Am 7. März 2016 verhandelten Merkel, Rutte und Davutoğlu kein Abkommen. Auf einem Gipfeltreffen der EU-Staatschefs und der Türkei am 18. März 2016 bestätigten die Teilnehmer die vorher besprochenen Vereinbarungen, unterzeichneten aber kein gemeinsames Dokument. Beiden Seiten, Türkei und EU, gaben lediglich Pressemitteilungen heraus.
Bei dem Punkt, dass nie ein förmliches Abkommen zustande kam, handelt es sich nicht nur um eine Formalie. Denn ein Abkommen hätte dem EU-Parlament und möglicherweise auch denen der Mitgliedsstaaten vorgelegt werden müssen, zumal es um weitreichende finanzielle Verpflichtungen der EU-Seite ging.
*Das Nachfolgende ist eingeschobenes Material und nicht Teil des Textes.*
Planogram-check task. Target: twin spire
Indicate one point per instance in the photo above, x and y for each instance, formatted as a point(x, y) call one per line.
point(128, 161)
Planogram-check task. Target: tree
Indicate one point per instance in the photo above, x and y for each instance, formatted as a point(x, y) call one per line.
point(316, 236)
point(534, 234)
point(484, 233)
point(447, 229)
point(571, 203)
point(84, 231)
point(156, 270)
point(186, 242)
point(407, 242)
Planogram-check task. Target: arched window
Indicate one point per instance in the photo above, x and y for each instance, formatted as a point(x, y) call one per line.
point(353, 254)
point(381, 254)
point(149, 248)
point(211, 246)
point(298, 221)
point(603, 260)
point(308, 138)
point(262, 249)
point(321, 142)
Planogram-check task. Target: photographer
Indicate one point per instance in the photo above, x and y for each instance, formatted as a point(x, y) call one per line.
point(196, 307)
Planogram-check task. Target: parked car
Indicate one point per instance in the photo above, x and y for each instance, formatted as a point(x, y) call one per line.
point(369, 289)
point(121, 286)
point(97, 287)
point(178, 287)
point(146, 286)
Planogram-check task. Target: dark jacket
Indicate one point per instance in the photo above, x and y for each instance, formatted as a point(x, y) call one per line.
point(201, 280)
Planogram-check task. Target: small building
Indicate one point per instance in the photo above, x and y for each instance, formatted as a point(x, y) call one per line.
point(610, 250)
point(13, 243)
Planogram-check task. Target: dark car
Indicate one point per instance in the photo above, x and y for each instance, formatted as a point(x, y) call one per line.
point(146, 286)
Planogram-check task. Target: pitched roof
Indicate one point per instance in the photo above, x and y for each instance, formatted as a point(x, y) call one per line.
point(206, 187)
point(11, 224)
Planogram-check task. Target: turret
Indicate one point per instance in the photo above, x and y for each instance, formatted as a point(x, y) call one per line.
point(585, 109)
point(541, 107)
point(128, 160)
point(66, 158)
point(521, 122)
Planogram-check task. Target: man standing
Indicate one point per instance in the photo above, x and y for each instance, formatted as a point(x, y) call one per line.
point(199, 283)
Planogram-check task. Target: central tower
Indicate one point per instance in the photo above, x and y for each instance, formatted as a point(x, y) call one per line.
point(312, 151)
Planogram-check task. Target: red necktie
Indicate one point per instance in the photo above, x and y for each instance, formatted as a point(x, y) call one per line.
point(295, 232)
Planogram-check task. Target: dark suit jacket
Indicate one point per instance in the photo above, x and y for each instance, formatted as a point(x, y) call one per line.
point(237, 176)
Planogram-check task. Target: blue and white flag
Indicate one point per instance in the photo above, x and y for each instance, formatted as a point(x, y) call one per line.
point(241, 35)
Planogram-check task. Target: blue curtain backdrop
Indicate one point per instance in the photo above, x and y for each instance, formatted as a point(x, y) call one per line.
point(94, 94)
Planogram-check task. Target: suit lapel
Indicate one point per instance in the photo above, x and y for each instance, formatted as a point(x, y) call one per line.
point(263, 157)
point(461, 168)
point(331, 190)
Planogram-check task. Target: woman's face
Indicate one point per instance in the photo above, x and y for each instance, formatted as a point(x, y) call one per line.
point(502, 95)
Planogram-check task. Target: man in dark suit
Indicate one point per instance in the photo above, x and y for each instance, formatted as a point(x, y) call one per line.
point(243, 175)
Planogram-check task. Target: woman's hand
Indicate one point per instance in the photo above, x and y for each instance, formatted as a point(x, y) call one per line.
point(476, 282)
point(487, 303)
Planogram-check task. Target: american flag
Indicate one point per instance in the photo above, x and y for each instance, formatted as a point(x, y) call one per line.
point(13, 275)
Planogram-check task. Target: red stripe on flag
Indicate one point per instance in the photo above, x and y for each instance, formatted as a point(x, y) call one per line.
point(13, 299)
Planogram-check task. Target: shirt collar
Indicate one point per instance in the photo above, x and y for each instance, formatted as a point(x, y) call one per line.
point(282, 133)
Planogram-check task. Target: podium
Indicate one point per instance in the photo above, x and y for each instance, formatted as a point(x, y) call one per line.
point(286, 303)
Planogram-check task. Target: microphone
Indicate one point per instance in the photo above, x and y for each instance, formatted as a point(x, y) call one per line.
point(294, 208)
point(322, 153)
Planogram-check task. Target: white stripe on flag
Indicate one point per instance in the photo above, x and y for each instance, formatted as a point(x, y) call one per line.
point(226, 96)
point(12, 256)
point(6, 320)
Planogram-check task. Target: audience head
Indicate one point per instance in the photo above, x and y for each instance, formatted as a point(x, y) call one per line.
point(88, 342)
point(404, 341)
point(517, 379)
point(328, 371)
Abgeordnete hätten dann auch die Möglichkeit gehabt, sich Dokumente über die Vorgeschichte eines Abkommens vorlegen zu lassen, einschließlich eventueller Nebenverabredungen.
Auch eine mündliche Vereinbarung kann Vertragscharakter annehmen, wenn beide Seiten den Willen zeigen, sich daran zu halten. Allerdings ist seine Bindungswirkung geringer als die eines von offiziellen Vertretern unterschriebener und von Parlamenten ratifizierter Vertrag.
Dass ein EU-Türkei-Vertrag formal nicht existiert, bestätigte gewissermaßen offiziell der Europäische Gerichtshof mit seinem Urteil vom Februar 2017 (Rechtssachen T-192/16, T-193/16, T-257/16). Damals hatten zwei Pakistaner und ein Afghane gegen das, wie sie es interpretierten, EU-Türkei-Abkommen geklagt. Das Gericht urteilte, es gebe einen solchen Vertrag nicht, höchstens einen „EU-Turkey-Statement“ beziehungsweise einen gemeinsamer Aktionsplan („joint action plan“). Gegen ein Abkommen, das so nicht existiere, könne eine Klage keinen Erfolg haben.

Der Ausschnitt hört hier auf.